INSERT msdb.DBA.IndexUsageStats
SELECT @CurrentStartTime          AS SQLStartTime,
       CURRENT_TIMESTAMP          AS CaptureTime,
       Db_name()                  AS DatabaseName,
       Object_name(ius.object_id) AS ObjectName,
       i.name                     AS IndexName,
       i.type_desc                AS IndexTypeDesc,
       i.is_unique                AS IndexIsUnique,
       ius.*
FROM   sys.dm_db_index_usage_stats ius
       INNER JOIN sys.indexes i
               ON ius.object_id = i.object_id
                  AND ius.index_id = i.index_id
WHERE  ius.database_id = Db_id()
ORDER  BY ObjectName,
          ius.index_id;
GO

The script can be scheduled with SQL Agent to run on a regular basis.  I prefer a weekly schedule, but any recurring schedule is fine.  If you have more than one user database, then you'll need to run this script for each one.

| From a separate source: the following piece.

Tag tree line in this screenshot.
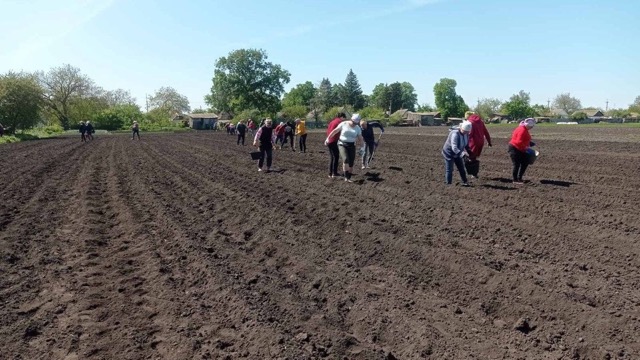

In the script we capture a bit more than just the DMV data. For example:
  1. SQLStartTime - The time when the SQL Server service started.
  2. CaptureTime - The time when the script captured a snapshot of the DMV data.
  3. DatabaseName, OjbectName, IndexName, IndexTypeDesc, IndexIsUnique are pretty self-explanatory.
Once you have let this job execute over a few weeks, you can then revisit the data and start seeing how your indexes are being utilized over a longer period of time.  This query will aggregate the index statistics using the captured data.


USE msdb;
SELECT Min(SQLStartTime) AS SQLStartTime,
       Max(CaptureTime)  AS CaptureTime,
       ObjectName,
       IndexName,
       IndexTypeDesc,
       index_id,
       Sum(user_seeks)   AS user_seeks,
       Sum(user_scans)   AS user_scans,
       Sum(user_lookups) AS user_lookups,
       Sum(user_updates) AS user_updates
FROM   DBA.IndexUsageStats
WHERE  DatabaseName = 'TestDatabase'
GROUP  BY ObjectName,
          index_name,
          index_type_desc,
          index_id
ORDER  BY ObjectName,
          index_id;
GO

These samples below were taken over a four month period and clearly show how the indexes have been utilized.  It even points out some indexes (IX_ItemCodeID and IX_PurchasedBy) that may be nothing more than overhead and could be candidates for removal.  These two indexes have not been used for any seeks or scans, but SQL still needs to update them every time DML code is applied to the Purchases table.


As you can see, the more data you have to draw a conclusion about your index usage, the better you can make tuning recommendations for each of them.